O cantor Marcelo Falcão, ex-vocalista da banda O Rappa, teve a prisão decretada pela Justiça por não pagar pensão alimentícia, segundo informação divulgada pela colunista Fábia Oliveira. Na noite dessa sexta-feira (12), o artista se pronunciou no Instagram e disse que nunca deixou de cumprir nenhuma obrigação jurídica.
De acordo com a colunista do portal Em Off, a prisão decretada é domiciliar por conta da pandemia de Covid-19, e tem duração de dois meses. Marcelo Falcão responde a uma ação de investigação de paternidade cumulada com alimentos que tramita desde 2008.
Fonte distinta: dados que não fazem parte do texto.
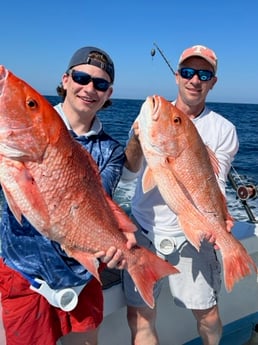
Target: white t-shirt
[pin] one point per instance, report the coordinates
(150, 210)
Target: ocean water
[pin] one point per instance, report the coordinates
(118, 119)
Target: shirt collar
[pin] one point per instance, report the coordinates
(96, 127)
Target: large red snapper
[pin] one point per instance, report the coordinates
(183, 168)
(50, 179)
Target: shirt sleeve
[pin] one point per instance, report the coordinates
(112, 171)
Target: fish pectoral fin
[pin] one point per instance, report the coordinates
(148, 182)
(89, 261)
(124, 222)
(12, 204)
(214, 161)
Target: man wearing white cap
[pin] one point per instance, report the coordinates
(198, 284)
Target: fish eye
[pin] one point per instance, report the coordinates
(177, 120)
(31, 103)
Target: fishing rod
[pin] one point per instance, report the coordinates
(153, 52)
(244, 192)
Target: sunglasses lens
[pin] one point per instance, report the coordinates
(80, 77)
(83, 78)
(203, 75)
(100, 84)
(187, 73)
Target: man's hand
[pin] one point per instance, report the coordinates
(113, 257)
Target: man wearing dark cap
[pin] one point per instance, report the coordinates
(30, 317)
(197, 285)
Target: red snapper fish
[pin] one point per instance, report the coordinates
(50, 179)
(183, 169)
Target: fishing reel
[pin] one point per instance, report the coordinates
(246, 192)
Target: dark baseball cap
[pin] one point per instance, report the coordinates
(82, 56)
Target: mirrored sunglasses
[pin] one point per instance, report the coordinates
(188, 73)
(84, 78)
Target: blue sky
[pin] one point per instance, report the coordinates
(39, 37)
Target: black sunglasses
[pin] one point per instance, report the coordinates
(84, 78)
(188, 73)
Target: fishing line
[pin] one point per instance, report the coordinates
(153, 52)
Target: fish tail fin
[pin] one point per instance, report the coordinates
(237, 265)
(149, 269)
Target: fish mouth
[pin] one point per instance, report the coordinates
(155, 104)
(3, 76)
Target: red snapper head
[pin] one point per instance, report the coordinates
(162, 127)
(28, 123)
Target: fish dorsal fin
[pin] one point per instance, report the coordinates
(148, 182)
(214, 161)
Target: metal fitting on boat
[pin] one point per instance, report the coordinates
(246, 192)
(65, 299)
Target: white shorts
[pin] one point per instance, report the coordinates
(195, 287)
Em 2016, um teste de DNA deu positivo para a paternidade de Agatha Cristal Silveira, de 22 anos. Já segundo o g1, o valor a ser pago pela ação, proposta pela própria jovem, ultrapassa os R$ 80 mil. Até essa sexta-feira (12), o cantor estava nos Estados Unidos, onde tem uma turnê planejada até o dia 21 de novembro.
‘Fofoquinha e mimimi’
Em vídeos publicados no Instagram e já apagados, Marcelo Falcão se defendeu das acusações. “Tá cheio de fofoquinha e mimimi com meu nome, e eu nunca deixei de cumprir nada perante a Justiça. Sempre fui cumpridor de tudo perante a Justiça”, disse ele.
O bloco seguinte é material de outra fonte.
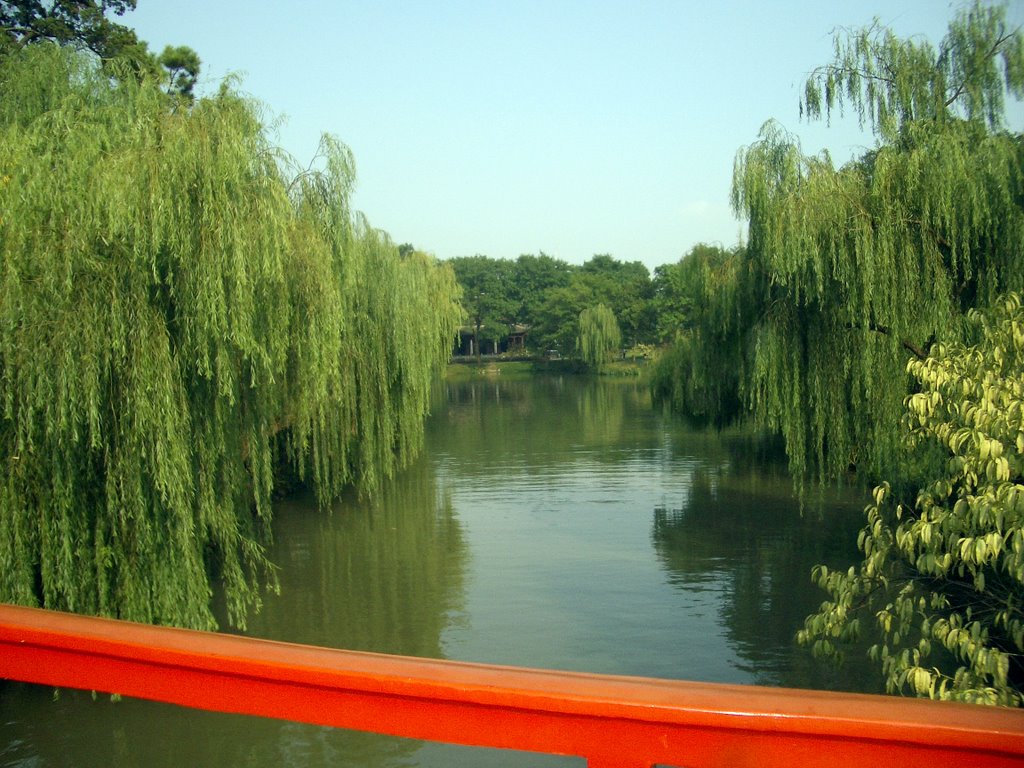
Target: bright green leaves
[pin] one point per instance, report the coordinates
(598, 338)
(851, 270)
(949, 572)
(175, 316)
(890, 82)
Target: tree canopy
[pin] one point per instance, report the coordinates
(947, 570)
(546, 295)
(598, 338)
(86, 25)
(849, 270)
(179, 313)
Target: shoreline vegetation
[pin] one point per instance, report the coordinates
(184, 310)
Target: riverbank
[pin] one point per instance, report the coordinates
(467, 369)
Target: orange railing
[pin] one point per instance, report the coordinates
(610, 721)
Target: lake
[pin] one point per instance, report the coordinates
(557, 522)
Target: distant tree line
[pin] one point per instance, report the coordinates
(545, 297)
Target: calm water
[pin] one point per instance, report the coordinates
(557, 522)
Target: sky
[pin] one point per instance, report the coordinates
(568, 127)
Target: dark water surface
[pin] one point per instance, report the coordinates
(556, 522)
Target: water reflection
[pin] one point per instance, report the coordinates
(748, 529)
(524, 536)
(383, 573)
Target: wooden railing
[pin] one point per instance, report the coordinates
(610, 721)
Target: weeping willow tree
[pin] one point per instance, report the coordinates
(851, 270)
(941, 586)
(870, 350)
(598, 336)
(176, 312)
(698, 376)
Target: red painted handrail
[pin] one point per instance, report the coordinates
(610, 721)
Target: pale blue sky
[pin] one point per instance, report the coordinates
(513, 127)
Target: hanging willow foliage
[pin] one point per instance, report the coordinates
(857, 268)
(598, 336)
(947, 570)
(171, 311)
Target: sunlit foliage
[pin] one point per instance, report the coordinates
(849, 271)
(598, 337)
(176, 313)
(942, 581)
“Agora, descobrir com 20 anos de idade, criada por outra pessoa, com nome de outra pessoa, não tive oportunidade de estar junto e tudo mais. Aí aparece porque é o tal do vocalista da banda lá, e aí aparece com os dois pés no peito querendo destruir minha carreira”, continuou.
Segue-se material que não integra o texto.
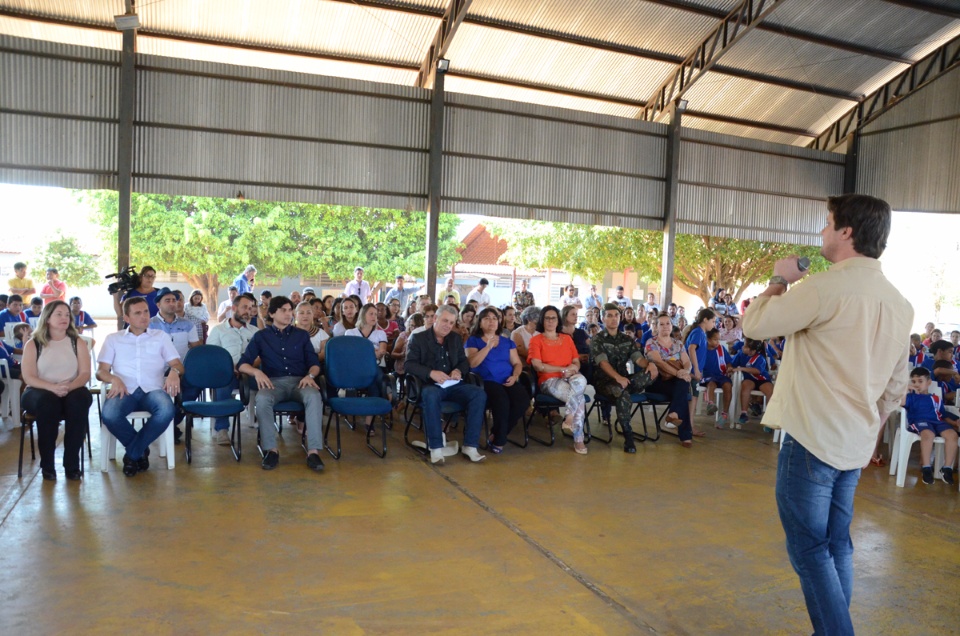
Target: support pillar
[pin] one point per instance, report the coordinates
(671, 190)
(434, 185)
(850, 165)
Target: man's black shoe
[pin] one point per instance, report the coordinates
(270, 460)
(129, 466)
(314, 462)
(144, 462)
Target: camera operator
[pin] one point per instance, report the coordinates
(145, 290)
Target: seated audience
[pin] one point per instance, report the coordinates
(288, 369)
(671, 359)
(716, 373)
(133, 362)
(436, 357)
(751, 362)
(529, 318)
(56, 369)
(620, 369)
(494, 358)
(233, 334)
(81, 319)
(556, 360)
(927, 418)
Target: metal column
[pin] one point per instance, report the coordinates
(128, 93)
(434, 184)
(670, 205)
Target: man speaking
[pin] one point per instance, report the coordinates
(843, 372)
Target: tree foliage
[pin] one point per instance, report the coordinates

O artista alegou ser um homem honesto e garantiu que cumpre o que é determinado pela Justiça. “Tô aqui só para falar porque tenho respeito pelos meus fãs. Então, todo amor do mundo pra vocês, fãs, que sempre acreditaram e acreditam em mim”, disse.
Ainda de acordo com o g1, no processo, Marcelo Falcão alegou não ter condições de pagar a dívida acumulada. O cantor teria dito que sua carreira teve um declínio e, com a pandemia de Covid-19, chegou à falência.
Já o juiz Andre Cortes Vieira Lopes, da 18ª Vara de Família do Rio, entendeu que houve apenas o descumprimento voluntário da obrigação legal por parte do artista.